Scarcely two years after the Paris opening, the tramps in Waiting for Godot found a home in Israel, where the play premiered in Tel Aviv in 1955. Over the decades, dozens of productions have appeared, reflecting the ways in which everything and nothing has changed in Israel. As the theater scholar Shimon Levy notes, “the elusive Godot hovers as a black aura over all the Israeli — or any other — stages on which the play is performed.”
From the critical hostility to the early productions — Israeli pioneers had no need for the intellectual decadence of Paris — the play morphed into Ilan Ronen’s daring experiment in 1984, casting Didi and Gogo as Palestinian day workers in Israel, while Pozzo became an Israeli master lording it over an Arabic-speaking Lucky.
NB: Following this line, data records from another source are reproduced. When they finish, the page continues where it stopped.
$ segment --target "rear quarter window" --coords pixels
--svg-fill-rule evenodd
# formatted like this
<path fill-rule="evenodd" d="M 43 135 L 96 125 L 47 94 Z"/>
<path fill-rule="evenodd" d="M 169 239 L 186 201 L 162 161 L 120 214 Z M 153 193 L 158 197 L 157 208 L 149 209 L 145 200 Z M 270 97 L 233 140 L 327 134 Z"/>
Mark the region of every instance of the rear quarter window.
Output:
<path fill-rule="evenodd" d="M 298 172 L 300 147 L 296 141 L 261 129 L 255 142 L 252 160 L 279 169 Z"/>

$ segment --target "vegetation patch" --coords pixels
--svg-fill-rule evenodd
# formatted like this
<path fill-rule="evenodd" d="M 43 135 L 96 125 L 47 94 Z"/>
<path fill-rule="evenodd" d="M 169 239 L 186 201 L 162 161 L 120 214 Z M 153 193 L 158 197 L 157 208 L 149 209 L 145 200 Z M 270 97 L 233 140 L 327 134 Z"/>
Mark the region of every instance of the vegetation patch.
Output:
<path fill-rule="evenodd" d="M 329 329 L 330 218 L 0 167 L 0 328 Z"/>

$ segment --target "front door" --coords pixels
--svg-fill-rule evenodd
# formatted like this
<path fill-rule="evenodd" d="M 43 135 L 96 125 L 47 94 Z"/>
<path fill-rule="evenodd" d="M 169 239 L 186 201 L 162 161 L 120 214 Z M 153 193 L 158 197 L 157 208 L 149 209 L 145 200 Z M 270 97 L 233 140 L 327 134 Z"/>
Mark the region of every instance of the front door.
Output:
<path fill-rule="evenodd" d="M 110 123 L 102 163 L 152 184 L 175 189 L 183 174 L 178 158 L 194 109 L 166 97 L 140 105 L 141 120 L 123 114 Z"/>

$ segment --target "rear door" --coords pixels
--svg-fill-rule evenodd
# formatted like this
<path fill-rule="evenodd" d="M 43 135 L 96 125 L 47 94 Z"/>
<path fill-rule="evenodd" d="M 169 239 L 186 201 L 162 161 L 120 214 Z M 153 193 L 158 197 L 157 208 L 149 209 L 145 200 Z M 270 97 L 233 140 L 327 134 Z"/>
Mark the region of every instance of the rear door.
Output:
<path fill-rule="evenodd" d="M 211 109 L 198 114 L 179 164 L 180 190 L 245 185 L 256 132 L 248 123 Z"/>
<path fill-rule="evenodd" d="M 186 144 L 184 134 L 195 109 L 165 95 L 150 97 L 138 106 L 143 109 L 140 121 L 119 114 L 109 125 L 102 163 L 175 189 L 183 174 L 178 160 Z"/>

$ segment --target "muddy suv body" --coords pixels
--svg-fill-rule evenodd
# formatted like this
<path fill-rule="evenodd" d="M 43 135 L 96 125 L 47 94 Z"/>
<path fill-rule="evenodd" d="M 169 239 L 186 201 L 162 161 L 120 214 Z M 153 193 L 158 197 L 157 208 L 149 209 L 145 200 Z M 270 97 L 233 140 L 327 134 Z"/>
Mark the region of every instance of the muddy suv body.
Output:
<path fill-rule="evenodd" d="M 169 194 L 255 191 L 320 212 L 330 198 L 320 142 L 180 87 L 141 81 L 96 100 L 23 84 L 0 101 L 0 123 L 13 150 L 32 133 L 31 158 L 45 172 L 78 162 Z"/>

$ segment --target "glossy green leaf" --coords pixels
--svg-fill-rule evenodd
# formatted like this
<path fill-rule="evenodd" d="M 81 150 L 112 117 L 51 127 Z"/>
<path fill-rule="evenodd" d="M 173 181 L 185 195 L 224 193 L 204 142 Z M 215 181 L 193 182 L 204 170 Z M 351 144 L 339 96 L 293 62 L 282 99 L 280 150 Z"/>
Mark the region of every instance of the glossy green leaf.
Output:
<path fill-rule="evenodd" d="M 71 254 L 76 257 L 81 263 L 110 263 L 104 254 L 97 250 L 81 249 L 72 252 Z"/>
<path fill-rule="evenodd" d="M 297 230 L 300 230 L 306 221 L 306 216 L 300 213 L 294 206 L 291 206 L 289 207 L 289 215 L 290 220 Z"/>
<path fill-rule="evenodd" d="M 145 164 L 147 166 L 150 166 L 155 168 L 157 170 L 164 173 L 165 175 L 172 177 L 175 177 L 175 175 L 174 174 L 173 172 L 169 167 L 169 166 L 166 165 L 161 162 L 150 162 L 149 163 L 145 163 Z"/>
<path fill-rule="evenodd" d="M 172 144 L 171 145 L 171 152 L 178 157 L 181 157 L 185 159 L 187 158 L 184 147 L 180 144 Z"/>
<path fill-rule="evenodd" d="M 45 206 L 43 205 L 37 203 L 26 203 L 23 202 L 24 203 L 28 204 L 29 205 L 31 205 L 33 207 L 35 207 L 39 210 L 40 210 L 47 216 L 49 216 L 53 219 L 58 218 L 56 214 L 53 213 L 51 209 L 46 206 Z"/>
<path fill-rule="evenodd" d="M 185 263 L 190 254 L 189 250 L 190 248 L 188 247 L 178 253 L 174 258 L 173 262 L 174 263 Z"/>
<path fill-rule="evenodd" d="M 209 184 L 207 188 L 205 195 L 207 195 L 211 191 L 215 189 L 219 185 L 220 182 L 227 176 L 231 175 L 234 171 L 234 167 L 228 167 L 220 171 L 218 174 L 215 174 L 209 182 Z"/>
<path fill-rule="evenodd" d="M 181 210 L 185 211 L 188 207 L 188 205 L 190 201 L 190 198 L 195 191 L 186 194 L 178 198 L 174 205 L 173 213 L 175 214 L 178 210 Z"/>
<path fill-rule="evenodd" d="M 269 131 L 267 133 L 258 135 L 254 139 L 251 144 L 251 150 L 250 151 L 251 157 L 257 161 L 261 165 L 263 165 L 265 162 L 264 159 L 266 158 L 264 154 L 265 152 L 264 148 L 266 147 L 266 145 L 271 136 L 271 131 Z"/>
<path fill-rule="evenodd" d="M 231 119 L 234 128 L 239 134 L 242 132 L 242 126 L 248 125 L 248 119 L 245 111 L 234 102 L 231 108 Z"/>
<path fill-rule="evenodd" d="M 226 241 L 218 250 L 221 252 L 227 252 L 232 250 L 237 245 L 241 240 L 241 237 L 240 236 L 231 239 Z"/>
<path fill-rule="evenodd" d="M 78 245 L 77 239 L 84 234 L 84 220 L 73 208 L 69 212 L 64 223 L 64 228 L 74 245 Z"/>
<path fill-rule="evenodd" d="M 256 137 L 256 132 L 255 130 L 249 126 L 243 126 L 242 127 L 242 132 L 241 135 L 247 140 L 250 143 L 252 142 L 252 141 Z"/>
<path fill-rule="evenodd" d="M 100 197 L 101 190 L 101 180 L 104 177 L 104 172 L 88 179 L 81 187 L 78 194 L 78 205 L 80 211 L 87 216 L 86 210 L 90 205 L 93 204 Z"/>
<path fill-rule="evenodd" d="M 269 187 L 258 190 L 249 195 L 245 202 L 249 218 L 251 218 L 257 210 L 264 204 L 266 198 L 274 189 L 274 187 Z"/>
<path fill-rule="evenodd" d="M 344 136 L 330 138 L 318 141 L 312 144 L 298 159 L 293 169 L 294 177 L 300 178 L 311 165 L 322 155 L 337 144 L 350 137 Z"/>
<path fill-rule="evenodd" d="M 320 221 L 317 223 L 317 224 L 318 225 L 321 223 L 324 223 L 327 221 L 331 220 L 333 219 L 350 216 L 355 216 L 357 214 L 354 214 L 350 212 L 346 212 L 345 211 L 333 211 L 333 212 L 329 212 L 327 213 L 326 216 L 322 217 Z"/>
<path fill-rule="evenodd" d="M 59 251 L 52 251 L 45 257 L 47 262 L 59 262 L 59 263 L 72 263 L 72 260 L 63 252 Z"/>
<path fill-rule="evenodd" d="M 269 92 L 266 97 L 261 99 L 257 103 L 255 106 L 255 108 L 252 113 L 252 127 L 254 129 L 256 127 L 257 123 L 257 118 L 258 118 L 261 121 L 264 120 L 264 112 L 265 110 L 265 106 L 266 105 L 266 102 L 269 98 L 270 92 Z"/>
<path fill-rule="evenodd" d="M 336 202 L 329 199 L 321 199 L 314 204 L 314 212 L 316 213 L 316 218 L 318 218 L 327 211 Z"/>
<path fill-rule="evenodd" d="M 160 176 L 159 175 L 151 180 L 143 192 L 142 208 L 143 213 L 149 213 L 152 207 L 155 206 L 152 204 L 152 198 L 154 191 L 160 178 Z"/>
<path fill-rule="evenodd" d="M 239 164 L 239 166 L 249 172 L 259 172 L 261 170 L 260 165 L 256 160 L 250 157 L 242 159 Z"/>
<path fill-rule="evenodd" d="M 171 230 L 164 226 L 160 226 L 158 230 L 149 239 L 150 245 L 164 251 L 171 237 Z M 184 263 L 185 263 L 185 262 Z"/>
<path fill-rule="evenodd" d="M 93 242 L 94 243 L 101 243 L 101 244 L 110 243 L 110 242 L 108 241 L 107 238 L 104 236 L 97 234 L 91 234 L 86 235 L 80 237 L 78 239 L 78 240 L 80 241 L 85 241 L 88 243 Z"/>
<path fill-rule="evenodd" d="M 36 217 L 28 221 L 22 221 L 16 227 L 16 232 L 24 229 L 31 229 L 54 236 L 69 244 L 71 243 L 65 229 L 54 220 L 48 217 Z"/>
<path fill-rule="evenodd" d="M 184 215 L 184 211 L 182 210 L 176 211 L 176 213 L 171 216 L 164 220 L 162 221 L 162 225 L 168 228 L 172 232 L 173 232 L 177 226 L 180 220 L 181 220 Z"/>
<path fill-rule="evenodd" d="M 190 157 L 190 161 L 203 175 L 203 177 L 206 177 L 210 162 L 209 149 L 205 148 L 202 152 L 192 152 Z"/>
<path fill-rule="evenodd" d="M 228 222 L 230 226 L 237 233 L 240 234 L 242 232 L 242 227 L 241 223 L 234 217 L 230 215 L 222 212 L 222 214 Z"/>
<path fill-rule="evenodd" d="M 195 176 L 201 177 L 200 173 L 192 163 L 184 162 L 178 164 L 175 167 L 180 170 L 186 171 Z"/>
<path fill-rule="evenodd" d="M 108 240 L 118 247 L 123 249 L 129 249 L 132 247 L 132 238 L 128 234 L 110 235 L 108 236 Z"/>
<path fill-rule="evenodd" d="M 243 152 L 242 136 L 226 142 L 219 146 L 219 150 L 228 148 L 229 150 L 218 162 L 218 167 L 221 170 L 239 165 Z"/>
Makram Khouri, the Arab-Israeli actor who starred in the play, explained that when Gogo and Dido decide to go, but remain in place, it is because, like Khoury, they have nowhere else to go. In the four decades since that production, nothing has changed while everyone still waits.
Mercier’s neat quip about Godot — that it’s a “play in which nothing happens, twice” — captures the tragedy of the Israeli-Palestinian relationship: Nothing happens not twice or even thrice, but countless times since 1948. Neither Israelis nor Palestinians have anywhere else to go. The awful reality never changes over the years, while the scenery has. When time enough has passed from the current horrors, how will a director set the play? As a tunnel rather than a road, with an airshaft replacing the tree? Or a pile of concrete rubble for a mound, with shattered corpses and not sleeping tramps stretched along what had once been a road?
Of course, it is too early to know. But it is not too early to recall the lines spoken by Didi near the play’s end: “Was I sleeping, while others suffered? Am I sleeping now? Tomorrow, when I wake, or think I do, what shall I say of today?”